Внезапно легкий ветерок донес до гостей взрыв смеха.

— Я два раза попал в самое горлышко! — говорил один. — Не то что ты!

— А вот смотри, как я сейчас попаду!.. — отвечал другой.

— Гм! Кто это там бросает стрелы в кувшин?[242] — удивились гости.

— Кроме Цзян Бяо, никто подобными вещами не увлекается! — ответил Ми Цзицзэн.

Дуань Хуцяо побежал вперед.

— Я еще никогда не играл в эту игру!
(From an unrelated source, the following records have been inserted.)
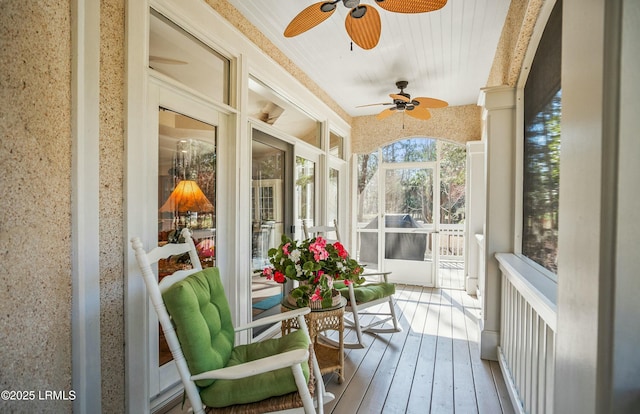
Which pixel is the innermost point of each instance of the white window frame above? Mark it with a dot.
(536, 36)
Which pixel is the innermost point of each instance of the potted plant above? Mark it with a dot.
(315, 264)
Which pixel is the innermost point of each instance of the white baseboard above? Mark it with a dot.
(511, 387)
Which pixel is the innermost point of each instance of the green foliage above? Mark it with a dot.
(314, 263)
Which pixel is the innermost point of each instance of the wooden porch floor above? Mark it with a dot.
(432, 366)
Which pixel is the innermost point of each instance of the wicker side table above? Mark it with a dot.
(330, 358)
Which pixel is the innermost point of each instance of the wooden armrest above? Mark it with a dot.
(383, 274)
(286, 359)
(274, 318)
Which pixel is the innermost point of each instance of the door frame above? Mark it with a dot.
(397, 264)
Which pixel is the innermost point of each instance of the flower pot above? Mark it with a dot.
(335, 300)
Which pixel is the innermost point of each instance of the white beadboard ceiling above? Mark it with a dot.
(444, 54)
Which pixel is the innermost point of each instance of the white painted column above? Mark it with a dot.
(474, 220)
(498, 135)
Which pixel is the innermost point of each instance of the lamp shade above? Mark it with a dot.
(187, 196)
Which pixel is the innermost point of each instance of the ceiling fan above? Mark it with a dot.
(402, 102)
(363, 21)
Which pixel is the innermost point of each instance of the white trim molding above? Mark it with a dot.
(498, 135)
(85, 234)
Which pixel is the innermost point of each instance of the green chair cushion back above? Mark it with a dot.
(223, 393)
(201, 316)
(368, 292)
Пойду посмотрю.

Ли Чжиминь, который всю дорогу любезничал с Айюнем, вышел из беседки и последовал за ним по открытой извилистой галерее, казавшейся бесконечной, так как выход из нее скрывался где-то за поворотом. Справа от галереи была зеленая бамбуковая роща, сливающаяся с небом; среди деревьев виднелись изящные беседки. Наконец они увидели небольшой павильон, перед которым громоздились причудливые каменные горки. Их формы поражали своей естественностью: казалось, будто на землю опустились облака. Возле веранды, облокотившись на перила, и в самом деле стоял Цзян Бяо с засученными рукавами. Он смотрел на ловкого юношу лет пятнадцати или шестнадцати, который, выпрямившись и сосредоточенно нахмурив брови, целился бамбуковой стрелой в медный кувшин, стоявший в нескольких шагах от него.

Запыхавшийся Дуань Хуцяо подбежал к ним.

— Вот как! Сами играете в интересную игру, а меня и не подумали позвать! — крикнул он, выхватывая у юноши стрелу. Стрела оказалась чуть ли не в пяти саженях за кувшином. Подоспевший Ли Чжиминь и другие гости разразились громким хохотом.
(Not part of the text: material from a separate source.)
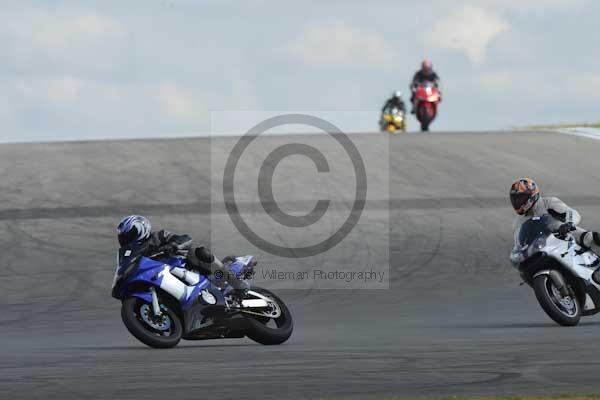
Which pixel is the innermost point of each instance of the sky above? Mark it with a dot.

— Чудак! Разве в эту игру можно играть так грубо? — сказал Ли Чжиминь, украдкой разглядывая умное и привлекательное лицо юноши.

— Кто это?! — разом спросили остальные гости.

— Ах, я совсем забыл познакомить вас! — смеясь, воскликнул Цзян Бяо. — Это Линь Сюнь, внук знаменитого Линь Цзэсюя, занявший первое место на последних провинциальных экзаменах. У него неплохой литературный стиль и незаурядная эрудиция. Линь Сюнь давно уже слышал славное имя господина Ли Чжиминя, но видеться с ним ему не доводилось, поэтому я и привел юношу сюда!

Он представил его Ли Чжиминю и другим гостям. Старик сказал юноше несколько комплиментов и уже хотел продолжать свой путь, как вдруг увидел в одном из окон Цянь Дуаньминя с длинной трубкой в руке. В другой руке сановник держал книгу.

— В вашем труде исключительно полно изложена история ксилографии! — послышался его голос. — Мне кажется, что в подражание старинным эпическим стихотворениям его можно было бы назвать эпосом книжников! Что вы на это скажете?

Тут только Ли Чжиминь понял, что в павильоне есть еще кто-то. Он внимательно пригляделся и увидел темнолицего худого старца, который сидел, сурово выпрямившись, словно буддийский монах, погруженный в созерцание. Это был И Цзюй, любимый ученик министра Пань Цзунъиня.

Не захотев мешать беседе, Ли Чжиминь вместе с остальными гостями отправился дальше. Они прошли еще несколько беседок и наконец оказались перед большим зданием, которое со всех сторон было окружено открытой галереей, уставленной старинными фарфоровыми горшками с хризантемами. На дверях висела ажурная занавеска, на полу лежали узорные ковры, в древних треножниках курились лучшие благовония, зеркальные ширмы были украшены нежными лентами, — словом, все здание, утопающее в зелени и цветах, поражало богатством и великолепием.

Слуга провел гостей внутрь. Чэн Юй в рваной головной повязке и поношенной одежде поднялся им навстречу и сказал с улыбкой:

— Оказывается, вы все вместе? Долго же вы заставили себя ждать!

Ли Чжиминь хотел было извиниться, но вдруг с тростникового дивана, стоявшего у восточной стены, донесся громкий голос:

— То, что мы ждем, это еще пустяки! Но пострелята Июнь и Суюнь прожужжали нам от нетерпения все уши. Пришлось выгнать их в соседнюю комнату играть в шахматы!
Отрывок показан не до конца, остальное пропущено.